Studying literature has prepared me to think critically about real-world issues, examine and interpret texts, and communicate effectively, which are skills that have definitely prepared me for future employment in higher education. In the professional positions I have held at the university, I have also gained experience leading, tutoring, and teaching other students. Specifically, in my graduate and teaching assistantships, I have learned how to navigate issues within higher education and work with other faculty to design a program that impacts a large population of students. Both academically and professionally, Georgia Southern has helped me acquire the skills, knowledge, and experience necessary to succeed after I graduate.

The Grad Post Fall 2019, Student Spotlight, Ashley Thornton

Master of Public Administration

What drew you to Georgia Southern for your graduate studies?

I came to Georgia Southern for my undergrad…and just never left! I began working here as a student employee in Eagle Dining Services’ Catering Department and worked my way up to a full-time position after graduation. After a couple years, I was able to change jobs within the University and have now been the Administrative Specialist in the Office of the President for the past three years. The University offers a wonderful Tuition Assistance Program (TAP) which provides a great deal of help for employees pursuing additional education. Without this help, I never would have been able to attend graduate school. I am so thankful to Georgia Southern for that opportunity and for the support I’ve received from my office. I cannot wait to be a Double Eagle next Spring!

What are your Georgia Southern “points of pride?” What is one thing you are most proud of during your time here at Georgia Southern?

One of my biggest points of pride is the connections I’ve made and continue to make here. Since my own educational path was pretty twisty and non-traditional, I’m able to help guide other students and provide advice from a very unique perspective. It is very rare that I walk around campus and don’t see someone that I know, either through work or classes. That’s such a welcoming feeling that has made this place feel like “home” for many years now. I love being part of this community and doing my part (however small it may be) to make others feel that way.

Are you a part of an internship or co-op experience? What are you doing? What are you learning?

As a full-time employee in the public sector, I am considered an “in-service” student in my program, so my every day job resembles an unofficial co-op of sorts. Every single class that I have taken thus far in my program has given me tools and knowledge that I can use in my current career. Being both an employee and a student makes for a truly interesting and productive learning environment (even though it can be very tiring!). I have already experienced many of the things we learn about in class, but my classes go beyond and build upon those experiences.
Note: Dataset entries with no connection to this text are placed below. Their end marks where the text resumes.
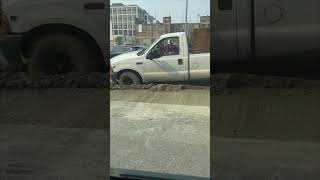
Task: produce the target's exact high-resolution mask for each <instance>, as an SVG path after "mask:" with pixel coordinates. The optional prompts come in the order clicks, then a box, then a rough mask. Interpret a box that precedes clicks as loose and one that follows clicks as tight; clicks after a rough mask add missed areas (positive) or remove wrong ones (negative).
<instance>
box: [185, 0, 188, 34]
mask: <svg viewBox="0 0 320 180" xmlns="http://www.w3.org/2000/svg"><path fill="white" fill-rule="evenodd" d="M187 24H188V0H186V19H185V25H184V31H185V33H186V34H187Z"/></svg>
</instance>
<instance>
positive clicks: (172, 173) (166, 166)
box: [110, 91, 210, 177]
They are teaching me the actual theory and best practices that contribute to the larger picture of how public organizations work as a whole.
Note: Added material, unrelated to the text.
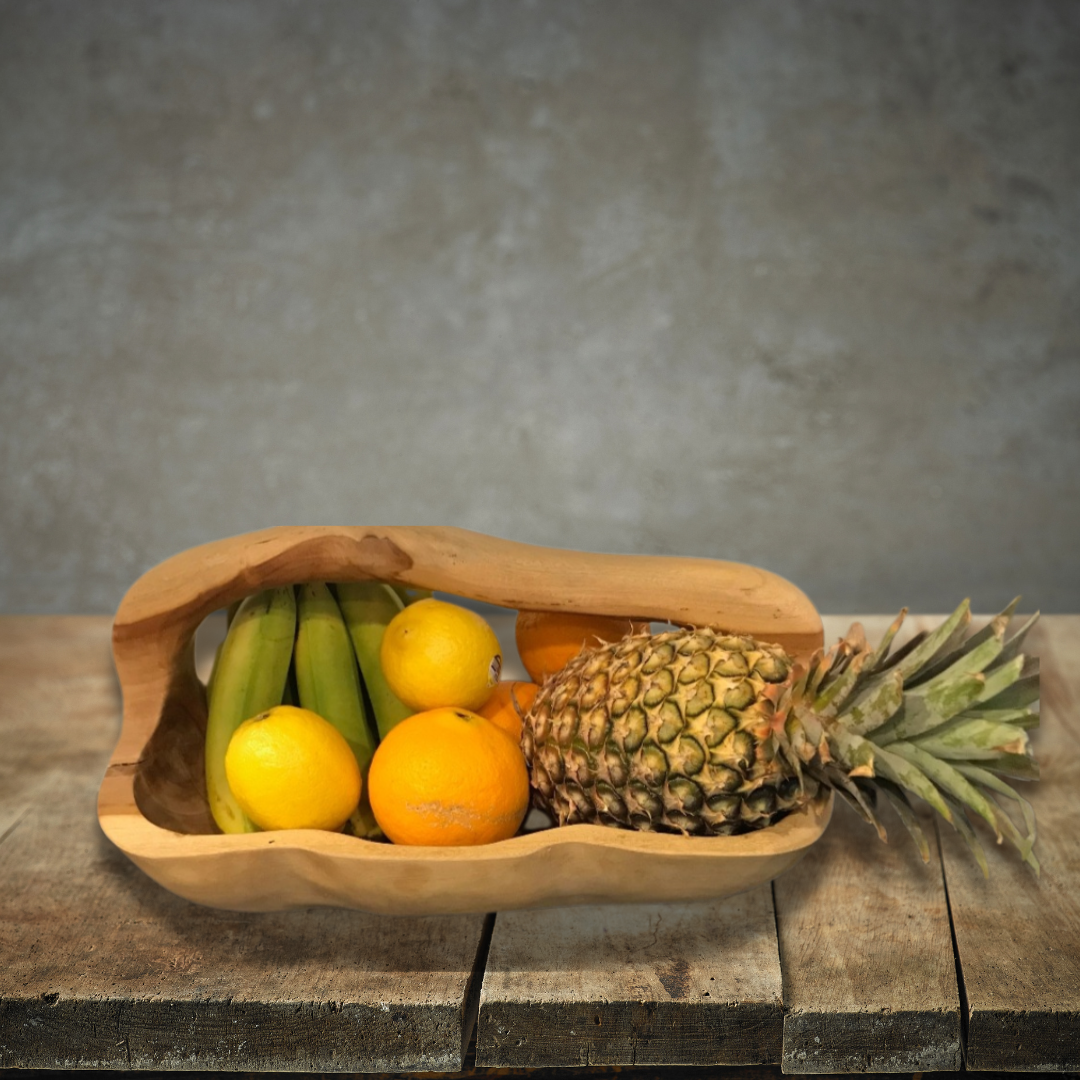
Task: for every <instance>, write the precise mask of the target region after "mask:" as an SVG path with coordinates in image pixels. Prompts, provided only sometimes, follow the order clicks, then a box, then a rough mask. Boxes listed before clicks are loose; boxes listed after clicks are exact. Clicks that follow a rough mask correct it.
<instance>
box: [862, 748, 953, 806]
mask: <svg viewBox="0 0 1080 1080" xmlns="http://www.w3.org/2000/svg"><path fill="white" fill-rule="evenodd" d="M874 764H875V768H876V769H877V772H878V773H879V774H880V775H883V777H885V778H886V780H891V781H892V782H893V783H894V784H899V785H900V786H901V787H904V788H906V789H907V791H909V792H910V793H912V794H913V795H918V796H919V798H920V799H922V800H923V801H926V802H929V804H930V806H932V807H933V808H934V809H935V810H936V811H937V812H939V813H940V814H941V815H942V816H943V818H944V819H945V820H946V821H947V822H951V821H953V811H951V810H950V809H949V808H948V806H947V805H946V802H945V800H944V799H943V798H942V796H941V792H939V791H937V788H936V787H935V786H934V784H933V783H932V781H930V779H929V778H928V777H927V775H926V774H924V773H923V772H922V770H921V769H919V768H918V766H916V765H913V764H912V762H910V761H907V760H905V759H904V758H903V757H901V756H900V755H899V754H892V753H890V752H889V751H886V750H881V748H880V747H878V750H877V753H876V754H875V756H874Z"/></svg>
How is Georgia Southern preparing you for your future career?

My English undergraduate degree already laid a strong foundation by developing and honing my critical thinking, analytical, and communication skills. These skills will never become obsolete no matter what direction the workforce takes in the future. My graduate program is expanding even more upon that. The M.P.A. program focuses on how to be an effective and efficient manager in the public sector, but this degree also stretches beyond just a job at a public organization. It is all about learning how to be an effective leader in general, how to manage people and resources according to their best interests and assets, and how to build better relationships and better organizations no matter where that might lead you. I’m gaining another invaluable skillset that will guide me in my current job as well as any other career that I decide to pursue in the future.